The sheer volume of data now available to organizations, businesses and consumers is unprecedented. Computers, smartphones, fitness trackers and other devices, along with the Internet of Things, are generating torrents of information that can help solve the thorniest problems while unlocking new opportunities. The challenge is to turn all that data into knowledge that can be used by C-suite and line of business managers to make faster, smarter decisions.
Some companies are leading the way. In the utilities industry, recent breakthroughs in sensor data analysis are driving transformation at GE Power. The $28 billion unit of GE is combining 100 million hours of operating, maintenance and part-swap data with a terabyte of daily feed from each of its 1,700 sensor-equipped turbines, for an expected net $66 billion in savings in the next 15 years.
Law enforcement is another area where exploiting big data creates new insights. The Durham, N.C., police department can now combine visualization of historical data and relationships across people, places and other entities to create an “intelligent” database. The department has become much smarter about how to allocate resources, reducing violent crime in a two-square-mile region of the city by more than 50 percent in four years.

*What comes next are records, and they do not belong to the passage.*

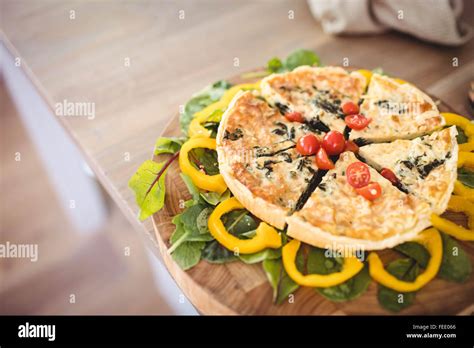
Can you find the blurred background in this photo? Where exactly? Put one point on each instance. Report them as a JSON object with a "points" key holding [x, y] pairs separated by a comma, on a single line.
{"points": [[137, 61]]}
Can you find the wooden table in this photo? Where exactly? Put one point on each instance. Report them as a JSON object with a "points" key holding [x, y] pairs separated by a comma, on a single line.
{"points": [[139, 61]]}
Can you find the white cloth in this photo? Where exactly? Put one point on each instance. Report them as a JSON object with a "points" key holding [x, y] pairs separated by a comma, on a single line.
{"points": [[431, 20]]}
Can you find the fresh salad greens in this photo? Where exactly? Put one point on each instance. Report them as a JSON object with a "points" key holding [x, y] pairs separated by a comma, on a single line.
{"points": [[294, 60], [206, 97], [403, 269], [192, 241]]}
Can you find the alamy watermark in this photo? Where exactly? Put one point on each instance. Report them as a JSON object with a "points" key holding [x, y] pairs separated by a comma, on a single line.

IBM CEO Ginni Rometty calls big data “the new natural resource.” Big Blue has married its Jeopardy-winning AI platform Watson, which runs on IBM Power Systems, to some of its most sophisticated analytics software to create Watson Foundations, which combines a range of hardware and software into a powerful big data platform. IBM’s analytics environment also includes data warehousing and content management tools and applications for decision management, business intelligence and planning and forecasting.
More than 75 percent of companies surveyed by Gartner plan to increase investment in big data technologies over the next two years. “As big data becomes the new normal, information and analytics leaders are shifting focus from hype to finding value,” said Gartner research director Lisa Kart.
Big data as a mindset
The digital universe more than doubles every two years. From 4.4 trillion gigabytes in 2013, it is expected to grow to 44 trillion gigabytes by 2020. Fueling the deluge are inputs from a mind-boggling array of sources, including sensor data from inexpensive, ubiquitous networks feeding the Internet of Things.
The central challenges for businesses until now have involved capturing, assessing and analyzing big data. Securing the human, technological and financial resources to develop infrastructure, analytics models and support systems for big data exploitation has been the key task. Now, entirely new challenges and opportunities are emerging.
“The fact that we can derive more knowledge by joining related information together and spotting correlations can inform and enrich numerous aspects of everyday life,” said Tim Smith, a physicist and group leader of CERN’s collaboration and information services.
The result is an explosion of possibilities. Results range from real-time use in commuter traffic and finance through short-term applications in medicine and meteorology as well as general business and marketing.
XO Communications, a New York City-based telecom and internet services provider, sought ways to reduce customer churn. It turned to IBM’s SPSS software for predictive modeling to identify at-risk accounts. XO credits the effort with reducing churn among smaller customers by eight percent in the first year and 18 percent in the second, with total savings of about $3.8 million per year.
The healthcare industry is using big data to improve patient outcomes, but faces some sizeable challenges. Patient monitoring equipment alone generates some 2.3 trillion gigabytes of data every day. Pharmaceutical research, clinical information, cost data and patient behavior information must be reconciled with social media, machine-to-machine transmissions such as pacemaker feeds, transactional cost reports, biometrics and emails.
But efforts are paying off. Healthcare providers are leveraging big data to identify outcome variations and disease predictors from the analysis of electronic health records. They are also evaluating revenue cycles and targeting processes for optimization.
Performance as a new product
Companies worldwide are reaping the benefits of big data, including key, emerging markets like China. For example, SLLIN is a Hong Kong-based web services provider and operates a streaming music app, Hands in the Air, which connects local artists with listeners, collaborators and marketers.
SLLIN previously ran the app off a distributed architecture with numerous servers. But that environment couldn’t keep up with user demand. “Streaming music is pointless without the processing power to handle it,” said SL Ho, head of IT at SLLN.
To bolster performance, the company consolidated its infrastructure onto IBM Power Systems. The new systems are not only meeting current demand, they’re also paving the way for growth into new markets—including mainland China, Singapore, Europe and the United States. “As we add more users, we need to be able to quickly scale to support this growth,” Ho said.
Companies are reimagining the value of their business models. The transformation begins with smart infrastructure that enables smarter use of big data.